Because You Asked
Church Cry Wolf; How to Spot False Teachers.
The Little Red Riding Hood Church …
- Has abandoned the travelled path of absolute truth for the dangerous forest of feelings and experiences.
- Increasing interest in strange online voices peddling unfamiliar ideas in competition with the familiar and accountable voices of those bringing expositional truth.
False Teaching is teaching that opposes or contradicts anything the Scriptures assert as truth.
False Teacher (2 Peter 2:1) is by definition someone occupying a Christian teaching office whose teachings intentionally and consistently misinterpret, confuse or contradict Scripture and is therefore masquerading as an official in Christ’s kingdom but is really a fraud – a “pseudodidaskalos.”
6 common characteristics of a false teacher …
1. Look very much like a sheep (2 Cor. 11:13-15; 2 Tim 4:3; 2 Pet. 2:1).
Listen carefully to what they are saying
-undermine true faith
- deny God’s authority (challenge God to an intellectual duel)
2. They are popular – their message even welcomed by unbelievers (2 Pet. 2:2; 1 Jn. 4:4-6).
- The mission is around the popularity of a person
- Particularly dangerous are “broken wolves” who use their brokenness to lead sheep away to a broken gospel without divine power
- Wolves and wolf-loving sheep make Christ (Christianity) look shameful
3. They are greedy (2 Pet. 2:3, 15-16; 1 Tim. 6:5)
Like Balaam (Num. 22), for fame and fortune they will say whatever customers want to hear
- the “God” spiritual customers really want is only loving, never judgmental and a prosperity dispensing machine.
4. They are dishonest (2 Pet. 2:3, 14; Jer. 23:16-18, 25-29)
- Exploiting people by making up stories about their personal audiences with God Almighty and therefore right to prophesy and grace the church with extra-biblical revelation
- Sanitizing self-centredness by twisting Scripture (“you have to love yourself before you can love your neighbour”) making self and pain relief the ultimate Christian quest.
- Leading people to idolatry (destruction) instead of the worship of Christ (salvation)
5. They are arrogant (2 Pet. 2:10; 1 Jn. 4:6; Jude 8, 9).
- Scoffing at the idea that sinning or a careless connection to sins can put someone in the crosshairs of supernatural wickedness
- Willfully ignorant about what they assert (Jas 3:1) and thinking with their glands and not with their minds; as do their followers (brute beasts)

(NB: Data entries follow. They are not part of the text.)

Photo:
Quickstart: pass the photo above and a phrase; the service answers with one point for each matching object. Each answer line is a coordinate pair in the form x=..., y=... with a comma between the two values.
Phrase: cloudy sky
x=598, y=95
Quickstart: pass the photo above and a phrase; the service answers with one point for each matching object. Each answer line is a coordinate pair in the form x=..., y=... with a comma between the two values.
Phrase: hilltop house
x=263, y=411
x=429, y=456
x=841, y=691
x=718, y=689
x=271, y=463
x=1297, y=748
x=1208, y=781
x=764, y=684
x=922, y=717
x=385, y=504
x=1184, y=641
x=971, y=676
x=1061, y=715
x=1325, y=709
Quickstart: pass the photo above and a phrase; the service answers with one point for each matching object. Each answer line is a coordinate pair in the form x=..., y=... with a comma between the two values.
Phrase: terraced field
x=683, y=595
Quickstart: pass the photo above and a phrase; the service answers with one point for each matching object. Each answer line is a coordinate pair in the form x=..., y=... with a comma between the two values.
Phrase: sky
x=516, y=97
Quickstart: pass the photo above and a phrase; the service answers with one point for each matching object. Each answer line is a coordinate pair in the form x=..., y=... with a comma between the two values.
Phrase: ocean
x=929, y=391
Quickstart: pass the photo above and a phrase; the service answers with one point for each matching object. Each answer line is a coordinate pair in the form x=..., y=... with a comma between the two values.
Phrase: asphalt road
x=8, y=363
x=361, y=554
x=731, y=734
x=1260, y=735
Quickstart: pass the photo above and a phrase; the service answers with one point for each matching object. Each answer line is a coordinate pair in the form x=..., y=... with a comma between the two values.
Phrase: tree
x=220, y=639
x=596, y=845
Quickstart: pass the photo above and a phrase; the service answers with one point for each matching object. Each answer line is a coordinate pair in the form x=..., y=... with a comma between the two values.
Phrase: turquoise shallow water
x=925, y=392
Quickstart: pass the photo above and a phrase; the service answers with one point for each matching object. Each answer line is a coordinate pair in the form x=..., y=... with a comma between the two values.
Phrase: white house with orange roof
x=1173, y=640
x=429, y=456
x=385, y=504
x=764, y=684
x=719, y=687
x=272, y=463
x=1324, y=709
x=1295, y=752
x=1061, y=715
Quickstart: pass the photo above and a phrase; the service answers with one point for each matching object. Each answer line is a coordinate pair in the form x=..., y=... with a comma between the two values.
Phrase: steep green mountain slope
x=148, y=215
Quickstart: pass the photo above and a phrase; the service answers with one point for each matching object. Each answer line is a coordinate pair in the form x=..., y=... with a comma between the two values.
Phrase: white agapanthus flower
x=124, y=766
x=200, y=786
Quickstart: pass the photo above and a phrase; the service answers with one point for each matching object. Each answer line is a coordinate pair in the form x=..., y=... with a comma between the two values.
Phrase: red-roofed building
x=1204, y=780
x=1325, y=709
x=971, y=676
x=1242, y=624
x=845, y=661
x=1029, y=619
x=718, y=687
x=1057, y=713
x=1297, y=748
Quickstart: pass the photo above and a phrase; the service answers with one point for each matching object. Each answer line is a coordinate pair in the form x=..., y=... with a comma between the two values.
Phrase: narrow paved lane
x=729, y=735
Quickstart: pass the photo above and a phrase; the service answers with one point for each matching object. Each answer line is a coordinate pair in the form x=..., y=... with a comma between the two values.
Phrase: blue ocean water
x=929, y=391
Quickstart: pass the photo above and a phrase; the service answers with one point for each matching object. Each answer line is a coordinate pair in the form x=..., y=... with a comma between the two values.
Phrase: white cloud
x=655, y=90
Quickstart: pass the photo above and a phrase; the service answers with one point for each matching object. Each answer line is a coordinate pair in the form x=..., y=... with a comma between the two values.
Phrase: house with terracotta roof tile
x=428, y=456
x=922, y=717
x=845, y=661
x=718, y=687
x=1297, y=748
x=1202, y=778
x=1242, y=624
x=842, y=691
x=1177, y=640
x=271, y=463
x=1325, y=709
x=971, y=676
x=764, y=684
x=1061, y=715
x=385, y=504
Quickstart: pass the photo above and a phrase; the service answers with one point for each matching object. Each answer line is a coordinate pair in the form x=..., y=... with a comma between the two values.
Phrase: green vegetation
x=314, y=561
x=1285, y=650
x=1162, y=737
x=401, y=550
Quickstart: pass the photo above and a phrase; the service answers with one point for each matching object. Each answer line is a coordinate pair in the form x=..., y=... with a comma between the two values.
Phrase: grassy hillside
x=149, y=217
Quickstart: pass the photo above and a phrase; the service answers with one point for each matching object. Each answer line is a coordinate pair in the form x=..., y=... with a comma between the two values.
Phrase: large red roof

- Will not receive correction from God’s appointed teachers
6. They are all about sensuality (2 Pet. 2:13-16; Jer. 23:11, 14).
- Shamelessly parading illicit pleasures in the open
- Blotted / blemished rather than spotless / blameless
- Eye every woman as a potential score; baiting the vulnerable
Be on your guard …
- False teaching always leads first to moral failure (false living) and then to personal eternal destruction.
- True teachers are gifts to the church (Eph. 4:11); false teachers are a test or a sign of judgment (Jer. 5:20-31; Ezk. 13:1a; 2 Thes. 2:9-12; 1 Tim. 3:3-4; Titus 1:11).
- Reaffirm your commitment to Jesus as the way, truth, life (Jn. 14:6) and to all Scripture being God-breathed (2 Tim. 3:16).